Bug 1332083

Summary:	log [ERR] : OSD full dropping all updates 99% full followed by FAILED assert(0 == "unexpected error") : ENOSPC handling not implemented
Product:	[Red Hat Storage] Red Hat Ceph Storage	Reporter:	Vikhyat Umrao <vumrao>
Component:	RADOS	Assignee:	David Zafman <dzafman>
Status:	CLOSED ERRATA	QA Contact:	David Zafman <dzafman>
Severity:	high	Docs Contact:	Bara Ancincova <bancinco>
Priority:	high
Version:	1.2.3	CC:	bengland, ceph-eng-bugs, dzafman, hnallurv, jbuchta, jdurgin, kchai, kdreyer, tpetr, vumrao
Target Milestone:	rc
Target Release:	3.0
Hardware:	x86_64
OS:	Linux
Whiteboard:
Fixed In Version:	RHEL: ceph-12.1.4-1.el7cp Ubuntu: ceph_12.1.4-2redhat1xenial	Doc Type:	Bug Fix
Doc Text:	.Improvements in handling of full OSDs When an OSD disk became so full that the OSD could not function, the OSD terminated unexpectedly with a confusing assert message. With this update: * The error message has been improved. * By default, no more than 25% of OSDs are automatically marked as `out`. * The `statfs` calculation in FileStore or BlueStore back ends have been improved to better reflect the disk usage. As a result, OSDs are less likely to become full and if they do, a more informative error message is added to the log.	Story Points:	---
Clone Of:
Clones:	1420417 (view as bug list)		Environment:
Last Closed:	2017-12-05 23:29:38 UTC	Type:	Bug
Regression:	---	Mount Type:	---
Documentation:	---	CRM:
Verified Versions:		Category:	---
oVirt Team:	---	RHEL 7.3 requirements from Atomic Host:
Cloudforms Team:	---	Target Upstream Version:
Embargoed:
Bug Depends On:
Bug Blocks:	1420417, 1494421

Description Vikhyat Umrao 2016-05-02 07:18:16 UTC

Description of problem:

log [ERR] : OSD full dropping all updates 99% full followed by FAILED assert(0 == "unexpected error") : ENOSPC handling not implemented

- Here we need to find the root cause why after having default value for *full* ratio set which is 97% for an OSD ?
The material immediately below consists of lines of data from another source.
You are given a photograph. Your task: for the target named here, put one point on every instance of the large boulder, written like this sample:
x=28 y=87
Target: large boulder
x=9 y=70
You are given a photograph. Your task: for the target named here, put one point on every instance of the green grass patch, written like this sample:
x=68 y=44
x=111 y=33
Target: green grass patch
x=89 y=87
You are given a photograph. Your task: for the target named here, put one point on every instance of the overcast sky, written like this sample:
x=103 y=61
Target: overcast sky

- What has caused osd to go beyond 97% and then crash with FAILED assert(0 == "unexpected error") : ENOSPC handling not implemented ?

- and finally failing to start after that as OSD device was not having Space.
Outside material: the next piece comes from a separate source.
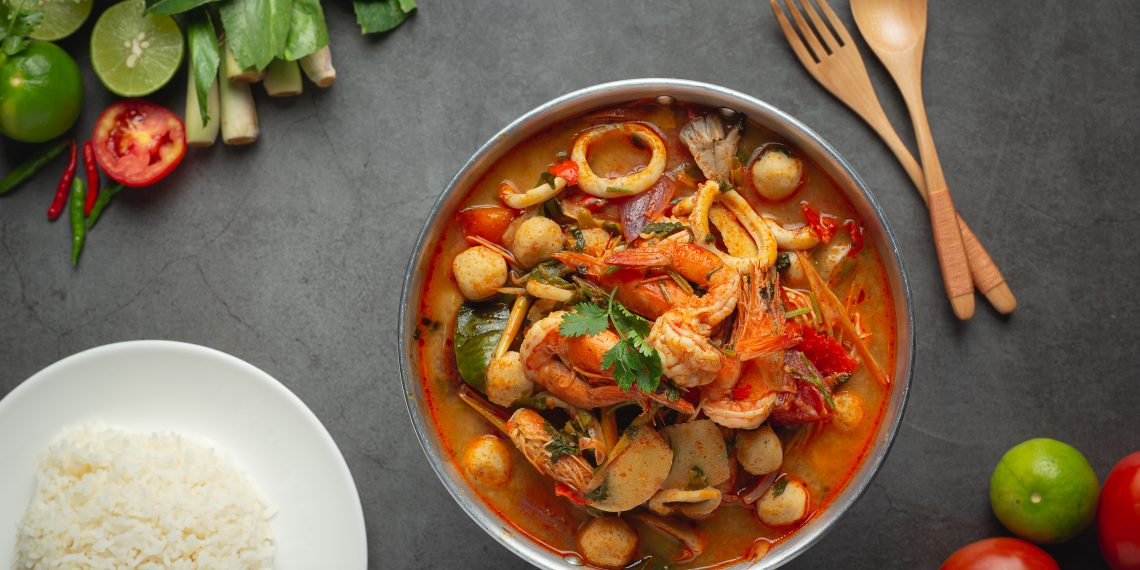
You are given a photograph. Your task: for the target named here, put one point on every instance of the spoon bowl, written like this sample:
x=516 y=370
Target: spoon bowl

1. mon_osd_full_ratio - (default : 0.95) :
When any OSD reaches this threshold the monitor marks the cluster as 'full' and client writes are not accepted.
Issue Reported in cluster has same : "mon_osd_full_ratio": "0.95",

2. mon_osd_nearfull_ratio - (default : 0.85) :
When any OSD reaches this threshold the cluster goes HEALTH_WARN and calls out near-full OSDs. You can verify in ceph -s output.
Issue Reported in cluster has same : "mon_osd_nearfull_ratio": "0.85",

3. osd_backfill_full_ratio - (default : 0.85) :
When an OSD locally reaches this threshold it will refuse to migrate a PG to itself. This prevents rebalancing or repair from overfilling an OSD.
It should be lower than the osd_failsafe_full_ratio.
Issue Reported in cluster has same : "osd_backfill_full_ratio": "0.85",

4. osd_failsafe_full_ratio - (default : 0.97) :
This is a final sanity check that makes the OSD throw out writes if it is really close to full.
Issue Reported in cluster has same : "osd_failsafe_full_ratio": "0.97",

5. osd_failsafe_nearfull_ratio - (default : 0.90) :
When any OSD reaches this threshold, it start throwing warnings for near full for particular OSD but before that cluster will hit mon_osd_nearfull_ratio as it is default value is 0.85.
Issue Reported in cluster has same : "osd_failsafe_nearfull_ratio": "0.9",

Options 1 and 2 are cluster wide and options 3 , 4 and 5 are for particular OSD in cluster.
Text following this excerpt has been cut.